An event in the garden...

I ran all the way back to tell Mother I'd spoken to Mr Repton.

She took the news very calmly, saying, she hoped he was as pleased speaking to me. She is always like this, very calm, a little amused at life, as well she might be, because life has treated her well, better than anyone might have expected.

A younger sister, she was fortunate enough for them all to die as she came of age, and for her father's estate to pass directly to her - there being no male heir in the case. This luck, and her further good fortune at catching a wealthy man for a husband, and being widowed of him shortly after, would naturally make her as pleased as could be with life, and fortune, and even, on occasion, with me.

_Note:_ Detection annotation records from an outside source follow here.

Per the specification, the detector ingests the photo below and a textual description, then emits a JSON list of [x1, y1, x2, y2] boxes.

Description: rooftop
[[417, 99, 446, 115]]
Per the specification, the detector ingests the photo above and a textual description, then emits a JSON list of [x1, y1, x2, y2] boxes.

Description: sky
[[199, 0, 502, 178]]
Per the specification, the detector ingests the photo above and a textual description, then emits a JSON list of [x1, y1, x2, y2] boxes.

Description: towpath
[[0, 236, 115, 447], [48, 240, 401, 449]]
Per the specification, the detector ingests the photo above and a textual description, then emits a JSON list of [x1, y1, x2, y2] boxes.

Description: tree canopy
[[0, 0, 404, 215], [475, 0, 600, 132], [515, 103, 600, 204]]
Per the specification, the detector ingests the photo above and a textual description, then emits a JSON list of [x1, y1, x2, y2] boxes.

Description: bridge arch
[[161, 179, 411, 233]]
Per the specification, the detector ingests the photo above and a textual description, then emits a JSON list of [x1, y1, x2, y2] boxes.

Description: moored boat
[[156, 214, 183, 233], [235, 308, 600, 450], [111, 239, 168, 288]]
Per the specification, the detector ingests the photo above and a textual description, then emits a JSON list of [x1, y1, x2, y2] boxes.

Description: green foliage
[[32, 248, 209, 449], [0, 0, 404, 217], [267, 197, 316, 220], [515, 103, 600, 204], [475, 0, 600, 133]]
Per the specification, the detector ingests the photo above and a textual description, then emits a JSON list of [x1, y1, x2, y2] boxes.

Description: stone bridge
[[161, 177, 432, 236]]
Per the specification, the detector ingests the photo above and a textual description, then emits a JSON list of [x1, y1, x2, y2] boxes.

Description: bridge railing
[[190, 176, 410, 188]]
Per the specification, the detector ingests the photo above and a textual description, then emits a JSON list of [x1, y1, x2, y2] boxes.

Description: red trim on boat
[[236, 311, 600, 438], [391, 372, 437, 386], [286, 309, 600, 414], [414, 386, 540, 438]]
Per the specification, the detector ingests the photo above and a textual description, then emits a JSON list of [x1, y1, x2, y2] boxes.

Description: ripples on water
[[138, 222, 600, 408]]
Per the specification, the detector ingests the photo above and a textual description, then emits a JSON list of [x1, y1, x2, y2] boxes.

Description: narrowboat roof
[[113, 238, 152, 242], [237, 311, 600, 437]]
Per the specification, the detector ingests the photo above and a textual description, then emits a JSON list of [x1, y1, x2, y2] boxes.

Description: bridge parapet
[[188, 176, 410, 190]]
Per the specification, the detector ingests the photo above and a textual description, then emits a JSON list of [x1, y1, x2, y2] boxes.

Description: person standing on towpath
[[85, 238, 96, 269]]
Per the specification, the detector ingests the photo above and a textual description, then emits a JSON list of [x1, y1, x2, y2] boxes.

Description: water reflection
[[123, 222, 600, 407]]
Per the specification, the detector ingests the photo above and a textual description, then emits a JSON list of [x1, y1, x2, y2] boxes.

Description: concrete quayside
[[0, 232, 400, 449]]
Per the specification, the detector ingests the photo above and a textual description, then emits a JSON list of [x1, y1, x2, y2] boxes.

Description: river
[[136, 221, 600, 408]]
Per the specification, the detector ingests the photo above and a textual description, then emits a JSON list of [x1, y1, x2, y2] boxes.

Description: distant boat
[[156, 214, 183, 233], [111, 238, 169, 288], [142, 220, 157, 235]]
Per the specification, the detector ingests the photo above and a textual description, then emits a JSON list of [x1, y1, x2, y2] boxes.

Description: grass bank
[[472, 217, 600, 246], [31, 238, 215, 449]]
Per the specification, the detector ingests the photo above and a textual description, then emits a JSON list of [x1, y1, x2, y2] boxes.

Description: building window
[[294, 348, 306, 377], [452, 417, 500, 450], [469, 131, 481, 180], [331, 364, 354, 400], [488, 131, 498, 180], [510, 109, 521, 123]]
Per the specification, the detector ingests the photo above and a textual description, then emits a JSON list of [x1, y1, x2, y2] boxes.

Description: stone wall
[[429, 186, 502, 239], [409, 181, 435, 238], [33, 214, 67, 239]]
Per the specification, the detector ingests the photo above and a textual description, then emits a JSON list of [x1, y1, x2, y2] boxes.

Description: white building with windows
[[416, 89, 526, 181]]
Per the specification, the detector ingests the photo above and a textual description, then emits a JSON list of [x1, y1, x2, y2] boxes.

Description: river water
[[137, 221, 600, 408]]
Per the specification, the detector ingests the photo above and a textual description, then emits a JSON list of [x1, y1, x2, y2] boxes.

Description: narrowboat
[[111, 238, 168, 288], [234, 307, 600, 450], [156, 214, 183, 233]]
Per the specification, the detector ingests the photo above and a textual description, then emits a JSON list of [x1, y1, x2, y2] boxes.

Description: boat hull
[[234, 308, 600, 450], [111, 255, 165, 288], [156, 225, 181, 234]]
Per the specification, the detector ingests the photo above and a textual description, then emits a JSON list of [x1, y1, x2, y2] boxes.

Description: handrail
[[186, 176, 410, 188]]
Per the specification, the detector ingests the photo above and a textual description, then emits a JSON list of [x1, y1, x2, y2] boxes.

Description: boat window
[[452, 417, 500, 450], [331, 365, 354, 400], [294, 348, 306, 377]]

"Mr Repton, Mother!" I protested, but she was ringing for tea and describing the sort of cake she'd prefer this afternoon. I all but gave up of telling her about my afternoon with our greatest of great designers - Repton himself - in our very park - and saying my ideas were very much the true adaptation of Palladio's ideals.

The shock almost paralysed me when he said that. I have carried out a few modest alterations to our landscape - basing the changes on what I know of modern design. The lake - the parterre - the grotto I have planned but not yet persuaded Mother on - all, all met Mr Repton's approval.

Our house is a little old fashioned, I know - the casements, the terribly poor laying out of the windows across our fašade - but I really feel I could do something with it, if Mother would let me. The main part of the house is two hundred years out of date - in desperate need of a good modern treatment. Henry the Eighth would approve I am sure if he saw my plans.

Mother says only, she wishes I will study as well as I play at being an architect, and then she will be happy. But if she knew! Mr Repton left his card today. I hope he will call on Mother tomorrow, and then we can truly start to bring this house into the modern age.